In other words, GOP politicians must show the same kind of empathy for the concerns of the common primary voter that they wish to show for immigrants. Failure to do that will only pour gasoline on the fire.
In his “Discourses on Davila,” John Adams wrote that the basic political passion is the desire to be loved:
“Who will love me then?” was the pathetic reply of one, who starved himself to feed his mastiff, to a charitable passenger, who advised him to kill or sell the animal. In this “who will love me then?” there is a key to the human heart; to the history of human life and manners; and to the rise and fall of empires. To feel ourselves unheeded, chills the most pleasing hope, damps the most fond desire, checks the most agreeable wish, disappoints the most ardent expectations of human nature.
The perception that we are unheeded by our governing class is behind the Trump phenomenon. For it to end, the frustrated voter must be treated with respect, no less than any other voter or potential voter.
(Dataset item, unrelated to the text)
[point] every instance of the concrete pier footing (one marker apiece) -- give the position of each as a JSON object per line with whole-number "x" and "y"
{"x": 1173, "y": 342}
And that reminds me of Thomas Jefferson’s famous comments about Shays’ Rebellion:
I hold it that a little rebellion now and then is a good thing, and as necessary in the political world as storms in the physical. Unsuccessful rebellions, indeed, generally establish the encroachments on the rights of the people which have produced them. An observation of this truth should render honest republican governors so mild in their punishment of rebellions as not to discourage them too much. It is a medicine necessary for the sound health of government.
Even with our tumultuous politics, we can still thankfully say that in America, as Jefferson wrote to John Adams, “We go on pretty well—for we use no other artillery than goose quills: & our ink is not so deleterious as langrage [scrap-iron bullets] & , grape.” After thwarting Shays’ Rebellion, Massachusetts changed some of the laws that caused it. President Washington stopped the Whiskey Rebellion with an overwhelming show of force—and afterward addressed many of the underlying concerns that had those angry distillers storming about.
Seen in perspective, the Trump Rebellion is tame stuff. May the Republican politicos have the wisdom to heed its lessons.